The town features a prominent Muslim population belonging to the Rowther community, following the Hanafi school of Islamic jurisprudence. These communities are concentrated in certain neighbourhoods such as South Muslim Street (near K.K. Kulam), Vadakku Thaeru, and Saamikulam. The community has seen significant socio-economic growth in the recent decades with higher access to education, with a large number of professionals being engineers employed within India or abroad. Major places of worship for this community include the Periya Pallivasal (Mohammad Nainarsha Mosque or "Big Mosque"), the Cinna Masjid (Cinna Pallivasal or "Small Masjid"), and the Samikulam Pallivasal.

The local Christian community is served by several churches across different denominations, which include the Roman Catholic Church, the Church of South India (CSI), Bethel Church India, and the Maranatha Church.

==Schools==
Chinnamanur is one of the primary educational hubs for the rural regions in Theni District. The town hosts a variety of primary, secondary, and tertiary institutions run by both private and government-aided sectors.
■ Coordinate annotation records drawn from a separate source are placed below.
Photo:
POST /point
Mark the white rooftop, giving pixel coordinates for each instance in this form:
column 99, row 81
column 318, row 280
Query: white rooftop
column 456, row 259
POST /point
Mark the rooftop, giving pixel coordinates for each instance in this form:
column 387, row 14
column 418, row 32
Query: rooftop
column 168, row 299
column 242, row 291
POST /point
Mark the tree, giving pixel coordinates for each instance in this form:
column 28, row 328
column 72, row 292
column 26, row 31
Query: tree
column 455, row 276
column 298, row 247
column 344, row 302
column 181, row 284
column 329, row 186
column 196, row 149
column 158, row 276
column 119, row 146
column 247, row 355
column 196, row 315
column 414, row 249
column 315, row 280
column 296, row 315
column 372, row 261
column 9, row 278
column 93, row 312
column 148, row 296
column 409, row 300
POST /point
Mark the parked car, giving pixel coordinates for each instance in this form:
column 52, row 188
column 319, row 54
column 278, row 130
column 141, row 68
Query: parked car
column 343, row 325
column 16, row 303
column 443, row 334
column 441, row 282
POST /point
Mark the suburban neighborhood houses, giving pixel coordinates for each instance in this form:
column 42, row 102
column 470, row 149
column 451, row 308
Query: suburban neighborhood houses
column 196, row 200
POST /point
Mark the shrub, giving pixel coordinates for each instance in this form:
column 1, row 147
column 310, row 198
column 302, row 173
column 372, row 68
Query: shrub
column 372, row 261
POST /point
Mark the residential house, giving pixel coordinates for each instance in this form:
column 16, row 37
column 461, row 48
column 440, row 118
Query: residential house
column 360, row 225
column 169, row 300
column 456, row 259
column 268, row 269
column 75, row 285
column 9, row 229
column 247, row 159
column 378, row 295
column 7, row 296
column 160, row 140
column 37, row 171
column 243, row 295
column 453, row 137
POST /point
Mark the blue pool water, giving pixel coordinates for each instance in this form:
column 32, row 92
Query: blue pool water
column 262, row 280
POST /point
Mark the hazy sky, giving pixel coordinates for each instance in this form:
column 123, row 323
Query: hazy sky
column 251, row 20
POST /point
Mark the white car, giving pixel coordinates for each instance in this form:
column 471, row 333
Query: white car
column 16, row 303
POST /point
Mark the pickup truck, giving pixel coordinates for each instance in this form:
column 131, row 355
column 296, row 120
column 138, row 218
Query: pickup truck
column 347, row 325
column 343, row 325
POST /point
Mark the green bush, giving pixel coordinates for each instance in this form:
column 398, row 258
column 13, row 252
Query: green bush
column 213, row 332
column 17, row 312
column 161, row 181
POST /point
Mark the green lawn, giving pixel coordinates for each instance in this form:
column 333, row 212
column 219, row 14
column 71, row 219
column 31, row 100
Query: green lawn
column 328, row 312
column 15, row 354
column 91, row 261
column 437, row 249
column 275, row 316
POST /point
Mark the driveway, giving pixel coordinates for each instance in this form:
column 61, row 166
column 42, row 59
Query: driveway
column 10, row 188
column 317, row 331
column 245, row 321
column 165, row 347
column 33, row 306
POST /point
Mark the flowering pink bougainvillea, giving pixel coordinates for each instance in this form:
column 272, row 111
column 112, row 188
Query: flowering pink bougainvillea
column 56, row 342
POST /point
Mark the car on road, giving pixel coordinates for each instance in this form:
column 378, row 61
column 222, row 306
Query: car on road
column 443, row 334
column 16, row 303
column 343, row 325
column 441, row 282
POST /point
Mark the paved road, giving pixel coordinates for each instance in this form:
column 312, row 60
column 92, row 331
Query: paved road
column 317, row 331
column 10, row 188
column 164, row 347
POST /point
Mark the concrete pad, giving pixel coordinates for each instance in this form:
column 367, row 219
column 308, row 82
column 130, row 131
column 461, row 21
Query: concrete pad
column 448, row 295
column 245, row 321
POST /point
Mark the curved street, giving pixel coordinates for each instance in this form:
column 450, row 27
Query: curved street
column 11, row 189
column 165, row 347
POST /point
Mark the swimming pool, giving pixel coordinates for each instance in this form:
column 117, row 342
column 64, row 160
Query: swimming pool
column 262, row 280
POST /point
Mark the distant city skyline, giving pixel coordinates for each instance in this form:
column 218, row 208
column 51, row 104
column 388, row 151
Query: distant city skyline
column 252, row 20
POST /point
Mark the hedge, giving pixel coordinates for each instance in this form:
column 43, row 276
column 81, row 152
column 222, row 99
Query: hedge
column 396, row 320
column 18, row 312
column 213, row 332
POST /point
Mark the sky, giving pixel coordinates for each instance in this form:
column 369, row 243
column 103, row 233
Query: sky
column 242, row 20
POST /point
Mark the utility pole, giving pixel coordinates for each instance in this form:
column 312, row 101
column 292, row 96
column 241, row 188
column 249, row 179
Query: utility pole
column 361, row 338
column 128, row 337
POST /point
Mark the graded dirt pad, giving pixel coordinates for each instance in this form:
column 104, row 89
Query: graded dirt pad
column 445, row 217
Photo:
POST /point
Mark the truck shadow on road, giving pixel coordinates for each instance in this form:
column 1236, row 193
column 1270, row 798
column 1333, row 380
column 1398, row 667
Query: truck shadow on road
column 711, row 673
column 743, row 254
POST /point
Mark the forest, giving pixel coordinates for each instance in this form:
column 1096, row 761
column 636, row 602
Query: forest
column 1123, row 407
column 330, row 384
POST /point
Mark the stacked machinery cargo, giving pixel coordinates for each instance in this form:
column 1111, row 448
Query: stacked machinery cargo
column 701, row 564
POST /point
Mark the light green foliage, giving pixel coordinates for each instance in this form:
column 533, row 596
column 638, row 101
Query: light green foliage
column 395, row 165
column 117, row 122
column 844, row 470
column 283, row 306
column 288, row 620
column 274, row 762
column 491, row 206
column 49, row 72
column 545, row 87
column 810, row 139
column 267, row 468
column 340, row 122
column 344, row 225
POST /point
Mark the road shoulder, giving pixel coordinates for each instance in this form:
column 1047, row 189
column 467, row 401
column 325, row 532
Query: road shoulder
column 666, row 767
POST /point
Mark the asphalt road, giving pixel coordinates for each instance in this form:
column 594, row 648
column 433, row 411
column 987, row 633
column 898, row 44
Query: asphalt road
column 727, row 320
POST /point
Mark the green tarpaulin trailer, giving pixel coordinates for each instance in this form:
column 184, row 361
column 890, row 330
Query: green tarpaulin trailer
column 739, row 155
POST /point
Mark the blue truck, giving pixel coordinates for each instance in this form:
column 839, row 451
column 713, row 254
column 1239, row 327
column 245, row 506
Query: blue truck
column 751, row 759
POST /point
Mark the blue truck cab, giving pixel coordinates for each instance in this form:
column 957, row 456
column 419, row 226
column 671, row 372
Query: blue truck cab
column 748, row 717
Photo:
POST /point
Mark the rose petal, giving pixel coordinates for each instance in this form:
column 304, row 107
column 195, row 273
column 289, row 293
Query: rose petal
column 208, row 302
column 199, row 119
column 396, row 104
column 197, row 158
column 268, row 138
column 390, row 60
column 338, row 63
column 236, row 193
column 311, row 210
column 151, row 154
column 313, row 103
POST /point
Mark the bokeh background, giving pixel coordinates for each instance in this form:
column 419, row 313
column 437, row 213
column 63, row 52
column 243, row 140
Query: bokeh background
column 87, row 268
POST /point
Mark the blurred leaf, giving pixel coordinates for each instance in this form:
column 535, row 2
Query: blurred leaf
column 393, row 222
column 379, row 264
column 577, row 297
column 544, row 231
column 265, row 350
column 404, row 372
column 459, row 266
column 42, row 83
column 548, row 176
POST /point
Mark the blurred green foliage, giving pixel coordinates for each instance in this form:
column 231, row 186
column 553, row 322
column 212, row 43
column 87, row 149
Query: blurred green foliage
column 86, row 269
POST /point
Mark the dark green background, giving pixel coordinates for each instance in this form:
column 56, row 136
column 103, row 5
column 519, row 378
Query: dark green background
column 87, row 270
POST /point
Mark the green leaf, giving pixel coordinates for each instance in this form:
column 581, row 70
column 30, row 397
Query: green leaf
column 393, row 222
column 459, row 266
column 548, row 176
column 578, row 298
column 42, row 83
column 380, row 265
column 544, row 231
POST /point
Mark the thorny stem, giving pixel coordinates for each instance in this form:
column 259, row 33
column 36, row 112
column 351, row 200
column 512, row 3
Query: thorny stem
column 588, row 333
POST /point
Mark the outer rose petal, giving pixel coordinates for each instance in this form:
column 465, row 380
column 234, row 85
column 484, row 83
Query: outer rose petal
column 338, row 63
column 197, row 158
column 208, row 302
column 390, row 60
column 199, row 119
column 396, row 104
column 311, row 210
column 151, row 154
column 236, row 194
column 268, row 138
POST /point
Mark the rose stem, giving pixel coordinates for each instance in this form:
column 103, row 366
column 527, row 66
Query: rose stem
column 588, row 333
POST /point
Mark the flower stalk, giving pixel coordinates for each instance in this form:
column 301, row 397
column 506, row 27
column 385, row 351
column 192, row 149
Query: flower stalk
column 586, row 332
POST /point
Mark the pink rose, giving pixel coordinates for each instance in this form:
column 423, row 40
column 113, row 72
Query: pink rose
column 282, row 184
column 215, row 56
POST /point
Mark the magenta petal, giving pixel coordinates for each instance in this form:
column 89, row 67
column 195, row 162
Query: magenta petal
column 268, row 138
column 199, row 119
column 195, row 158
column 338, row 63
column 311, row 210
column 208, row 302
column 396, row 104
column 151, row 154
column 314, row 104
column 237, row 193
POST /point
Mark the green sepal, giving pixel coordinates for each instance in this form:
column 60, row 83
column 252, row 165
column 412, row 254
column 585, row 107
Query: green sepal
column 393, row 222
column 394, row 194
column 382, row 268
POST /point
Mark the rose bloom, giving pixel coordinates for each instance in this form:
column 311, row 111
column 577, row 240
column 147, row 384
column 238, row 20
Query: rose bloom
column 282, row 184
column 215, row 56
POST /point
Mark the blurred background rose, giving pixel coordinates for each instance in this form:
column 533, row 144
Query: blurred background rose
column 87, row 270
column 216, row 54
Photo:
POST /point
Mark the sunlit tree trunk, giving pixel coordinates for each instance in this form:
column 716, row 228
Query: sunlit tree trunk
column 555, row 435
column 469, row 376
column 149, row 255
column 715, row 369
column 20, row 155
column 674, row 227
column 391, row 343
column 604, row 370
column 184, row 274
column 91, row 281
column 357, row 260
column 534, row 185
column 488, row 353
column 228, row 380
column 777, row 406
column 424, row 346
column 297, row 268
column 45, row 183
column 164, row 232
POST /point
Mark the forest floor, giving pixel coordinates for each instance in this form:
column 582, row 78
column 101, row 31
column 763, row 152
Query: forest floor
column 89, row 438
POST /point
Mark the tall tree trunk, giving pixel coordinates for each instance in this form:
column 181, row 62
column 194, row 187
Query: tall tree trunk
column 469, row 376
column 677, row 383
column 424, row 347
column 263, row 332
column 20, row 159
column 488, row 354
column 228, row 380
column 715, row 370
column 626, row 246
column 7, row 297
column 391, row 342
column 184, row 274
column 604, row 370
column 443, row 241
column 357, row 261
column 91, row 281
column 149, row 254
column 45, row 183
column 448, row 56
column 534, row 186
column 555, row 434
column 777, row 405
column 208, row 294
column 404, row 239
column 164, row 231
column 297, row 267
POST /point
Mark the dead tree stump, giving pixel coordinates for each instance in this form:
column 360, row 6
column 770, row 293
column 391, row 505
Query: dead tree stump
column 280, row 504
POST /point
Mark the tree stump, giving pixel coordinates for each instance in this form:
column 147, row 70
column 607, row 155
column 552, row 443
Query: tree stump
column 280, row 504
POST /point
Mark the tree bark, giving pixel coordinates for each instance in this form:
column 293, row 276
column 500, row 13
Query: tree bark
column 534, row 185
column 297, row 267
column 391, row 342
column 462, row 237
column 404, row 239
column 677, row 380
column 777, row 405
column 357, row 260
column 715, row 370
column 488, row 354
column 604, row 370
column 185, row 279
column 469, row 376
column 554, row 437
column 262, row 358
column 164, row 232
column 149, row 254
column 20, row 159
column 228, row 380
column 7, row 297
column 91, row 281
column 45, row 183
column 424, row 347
Secondary education is mainly serviced by government institutions, such as K.A. Boys Higher Secondary School and K.V.A. Girls Higher Secondary School. Private matriculation higher secondary schools include Gayathri Matriculation, C.N.M.S.S. and The Mayoor Ram Matriculation School. The areas of primary and middle school education is provided by Kurukkal Middle School, Anna Memorial Middle School, and Saraswathi Vidhyalaya, alongside dual language medium (Tamil and English) schools like Nalli Matriculation and Thai Matriculation School.

Higher and technical education is mainly provided by an Arts and Science College on the eastern outskirts of the town, while the V.O.C. Industrial Training Institute (ITI) provides vocational and technical training.